È al centro dei discorsi, degli entusiasmi (a parte il caffè, sembra che sia in grado di fare qualunque cosa, e spesso meglio di noi), dei timori di deviazioni maligne o semplicemente della preoccupazione che presto ci renda disoccupati. Eppure, il funzionamento dell’intelligenza artificiale, il contesto di ricerca da cui emerge, le opportunità che offre e i rischi reali che rappresenta rimangono oscuri per la maggior parte di noi. Alla ricerca di risposte ai dubbi più comuni, abbiamo esplorato il tema con Davide Bacciu, professore ordinario in machine learning all’Università di Pisa, e responsabile del Pervasive Artificial Intelligence Laboratory (PAILab).
Oggi si parla moltissimo e in tantissimi ambiti di intelligenza artificiale. Come esperto del settore, qual è la domanda più curiosa o frequente che ti senti rivolgere da amici e parenti?
Fino a non molto tempo fa era: “ma cosa fai esattamente?”, dato che nominavo le reti neurali o l’intelligenza artificiale, ma nessuno capiva di cosa mi occupassi in concreto. Secondo me tuttora non lo capiscono in molti, però adesso la domanda classica è: «l’intelligenza artificiale ci ucciderà tutti?». E la seconda: «mi ruberà il lavoro?». Essendo un ottimista, la risposta che do alla prima domanda è che sicuramente l’intelligenza artificiale disponibile ora non ci può fare granché di male: i danni li fanno gli uomini, non le macchine.
Alla seconda rispondo invece che, a seconda del lavoro che fai, sì.
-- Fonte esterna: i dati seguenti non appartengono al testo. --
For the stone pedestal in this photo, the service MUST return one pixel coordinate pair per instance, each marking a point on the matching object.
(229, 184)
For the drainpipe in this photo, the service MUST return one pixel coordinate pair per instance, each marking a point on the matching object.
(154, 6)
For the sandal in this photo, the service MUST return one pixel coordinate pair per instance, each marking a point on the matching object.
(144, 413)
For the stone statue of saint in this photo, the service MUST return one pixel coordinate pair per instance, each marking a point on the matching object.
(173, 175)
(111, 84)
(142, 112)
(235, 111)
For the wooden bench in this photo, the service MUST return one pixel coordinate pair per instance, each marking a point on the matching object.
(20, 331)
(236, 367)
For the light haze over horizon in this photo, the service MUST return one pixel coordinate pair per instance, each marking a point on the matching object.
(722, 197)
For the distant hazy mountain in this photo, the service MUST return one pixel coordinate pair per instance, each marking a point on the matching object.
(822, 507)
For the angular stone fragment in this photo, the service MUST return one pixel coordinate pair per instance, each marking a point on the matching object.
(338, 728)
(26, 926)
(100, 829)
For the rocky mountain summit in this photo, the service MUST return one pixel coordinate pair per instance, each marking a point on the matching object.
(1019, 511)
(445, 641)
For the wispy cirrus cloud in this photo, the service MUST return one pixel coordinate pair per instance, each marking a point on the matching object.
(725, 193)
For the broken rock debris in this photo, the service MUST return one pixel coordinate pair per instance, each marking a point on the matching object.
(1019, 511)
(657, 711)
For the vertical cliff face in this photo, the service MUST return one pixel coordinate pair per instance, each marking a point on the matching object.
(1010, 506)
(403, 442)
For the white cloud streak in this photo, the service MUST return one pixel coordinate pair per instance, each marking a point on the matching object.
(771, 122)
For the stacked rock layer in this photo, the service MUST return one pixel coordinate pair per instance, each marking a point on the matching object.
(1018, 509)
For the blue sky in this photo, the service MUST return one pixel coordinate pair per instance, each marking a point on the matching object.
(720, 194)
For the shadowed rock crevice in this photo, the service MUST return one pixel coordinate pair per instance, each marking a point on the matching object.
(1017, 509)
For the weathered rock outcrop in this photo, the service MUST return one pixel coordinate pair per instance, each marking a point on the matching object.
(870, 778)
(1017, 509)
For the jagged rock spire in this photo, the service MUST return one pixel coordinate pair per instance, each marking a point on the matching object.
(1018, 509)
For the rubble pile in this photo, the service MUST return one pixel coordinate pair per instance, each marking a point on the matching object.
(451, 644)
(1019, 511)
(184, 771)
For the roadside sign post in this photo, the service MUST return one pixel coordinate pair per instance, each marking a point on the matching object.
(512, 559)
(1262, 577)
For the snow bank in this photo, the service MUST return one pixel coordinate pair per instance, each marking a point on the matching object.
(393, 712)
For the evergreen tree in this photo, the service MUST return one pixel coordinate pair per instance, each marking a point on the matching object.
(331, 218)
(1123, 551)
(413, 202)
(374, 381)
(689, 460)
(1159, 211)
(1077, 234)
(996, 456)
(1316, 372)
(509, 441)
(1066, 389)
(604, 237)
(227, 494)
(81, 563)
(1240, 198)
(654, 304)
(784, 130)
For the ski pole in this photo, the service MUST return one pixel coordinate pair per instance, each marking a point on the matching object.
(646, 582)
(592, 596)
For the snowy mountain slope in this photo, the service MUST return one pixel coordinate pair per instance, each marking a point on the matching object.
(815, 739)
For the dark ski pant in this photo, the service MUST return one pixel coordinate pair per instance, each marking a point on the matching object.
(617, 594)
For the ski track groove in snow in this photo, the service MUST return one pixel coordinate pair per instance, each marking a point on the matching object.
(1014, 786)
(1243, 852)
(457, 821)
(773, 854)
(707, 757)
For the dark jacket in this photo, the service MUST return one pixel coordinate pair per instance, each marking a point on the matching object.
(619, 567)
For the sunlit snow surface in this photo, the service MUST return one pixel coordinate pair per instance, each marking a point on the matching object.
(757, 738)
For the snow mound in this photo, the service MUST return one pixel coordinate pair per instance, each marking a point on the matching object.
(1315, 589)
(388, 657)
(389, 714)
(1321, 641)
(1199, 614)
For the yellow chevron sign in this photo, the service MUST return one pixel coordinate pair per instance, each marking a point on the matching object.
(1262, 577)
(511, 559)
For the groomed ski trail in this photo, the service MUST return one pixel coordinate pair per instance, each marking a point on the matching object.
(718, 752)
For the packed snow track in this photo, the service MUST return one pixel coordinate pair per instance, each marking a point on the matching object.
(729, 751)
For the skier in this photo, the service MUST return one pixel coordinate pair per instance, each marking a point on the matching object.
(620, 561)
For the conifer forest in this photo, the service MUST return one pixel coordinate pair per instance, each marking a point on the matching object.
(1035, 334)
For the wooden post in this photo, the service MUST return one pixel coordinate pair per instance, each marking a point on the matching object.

Il problema ce lo dobbiamo porre: l’IA è una tecnologia trasformativa, come tutte. Se di lavoro un tempo facevi il cocchiere, quando hanno inventato i motori ti saresti trovato disoccupato. Bisogna porsi il problema, cambiare magari il modo in cui concepiamo la società, l’economia e il ruolo del lavoro all’interno della società… ma questo è un altro discorso.
Ma i timori espressi dalle persone a proposito della perdita del lavoro sono realistici oppure no?
Il problema riguarda tutte le professioni. Se non sei a un certo livello per cui le tue competenze “umane” sono insostituibili, è probabile che verrai sostituito da qualcosa che fa il tuo stesso lavoro (o qualcosa che viene percepito come tale) a un costo inferiore. C’è poco da indorare la pillola… Il problema non è la tecnologia, il problema è che ci siamo scelti un sistema economico-sociale che non può resistere al cambiamento rapido imposto dalla tecnologia moderna e quindi dobbiamo ripensarlo, più che preoccuparci di fermare una tecnologia. Della tecnologia, una volta che è stata ingegnerizzata, possiamo però regolare l’uso. C’è anche da dire che nessuno ci obbliga a vivere in questo sistema.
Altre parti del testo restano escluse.